Он остановился на площадке, отстав от компании. Бледный до синевы, кривой плечами, коленчатый.
— Привет! Это ты кстати появилась. Слушай, мать, подбрось десятку.
— Паша, я тебе вчера дала двадцать пять. Неужели потратил?
— Занял в долг одному парню.
— Не «занял», а «дал в долг», — автоматически поправила Марианна. — «Занять» можно не парню, а у парня.

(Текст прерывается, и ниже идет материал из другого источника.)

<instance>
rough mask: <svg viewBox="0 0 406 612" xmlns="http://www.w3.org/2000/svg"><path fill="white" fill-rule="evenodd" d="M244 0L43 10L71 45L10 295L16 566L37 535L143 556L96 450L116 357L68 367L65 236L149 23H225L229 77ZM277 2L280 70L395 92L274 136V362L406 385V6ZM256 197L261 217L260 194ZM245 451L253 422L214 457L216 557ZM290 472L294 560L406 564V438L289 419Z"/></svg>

— Правильность родной речи, — скривился Павел. — До чего вы все нудные, педагоги. Вот и наша русачка такая же: ей говоришь, а она ошибки поправляет. Пля-а-вать на содержание, была бы форма. В общем и целом гони десятку.
— Паша, ты знаешь, у меня эти десятки на полу не валяются. Каждая достается трудом.
— А труд надо уважать, и тэ дэ, и тэ пэ. Мораль мелкой буржуазии. Не хочешь просто дать — займи. Извиняюсь, дай в долг. Верну с процентами.
— Под какие такие доходы ты занимаешь деньги?
— А это уж мое дело. Может быть, я по ночам грузчиком работаю.
— По ночам ты не работаешь, а спишь. Утром в школу тебя не добудишься.
— Теперь уже и спать мне нельзя! И это называется воспитание! Юному организму необходим сон.
— Не паясничай.
— А ты не задерживай. Меня ждут. В последний раз спрашиваю: дашь?
— Нет.
— Ну и подавись своей десяткой.
— Паша!
Снизу раздался свист, и несколько голосов крикнули:
— Раз, два, три... Ушат!
— Что это значит — «Ушат»? — спросила Марианна.
— Моя подпольная кличка. Некогда мне с тобой. В общем, не жди.
И загрохотал вниз по лестнице.
Марианна продолжала свой тягостный путь наверх. Руки у нее дрожали. Снизу доносилось греготание. «Грегочет какая-то тварь» — это Помяловский, «Очерки бурсы». И Паша с ними. Ключ бился, не попадал в скважину. Вошла. Та самая, отдельная, двухкомнатная, которой так радовались тогда с Юрой. Юры нет. Паши нет. И винить некого, сама виновата во всем.
Заглянула в кухню — там остатки какого-то пиршества. Бутылки, окурки, грязная посуда. Из крана течет вода. И не завернули... Начала мыть посуду. Мыть и ставить. Мыть и ставить. За стеной прогрохотал лифт. Напрасно пешком поднималась, надо было подождать.
Каждая моя слеза заслуженна. Но Паша-то, Паша в чем виноват? Вырос без отца. Когда спрашивал: «Где папа?» — отвечала: «Папа от нас ушел». Среди его товарищей немало было таких, брошенных. Старалась дать ему побольше, чтобы не чувствовал себя обездоленным. Работала на полутора ставках, давала уроки... Хочешь магнитофон — пожалуйста. А ему ничего не надо было, кроме отца...
Вся беда в этом чувстве вины перед Пашей. Если бы не оно, воспитала бы его лучше. Хотя кто знает? Воспитание — всегда загадка. И мы, педагоги, ничуть не лучше умеем воспитывать, чем простые смертные. Где, где, когда я его упустила? Если бы знать! Впрочем, зачем знать? Другого сына у меня уже не будет.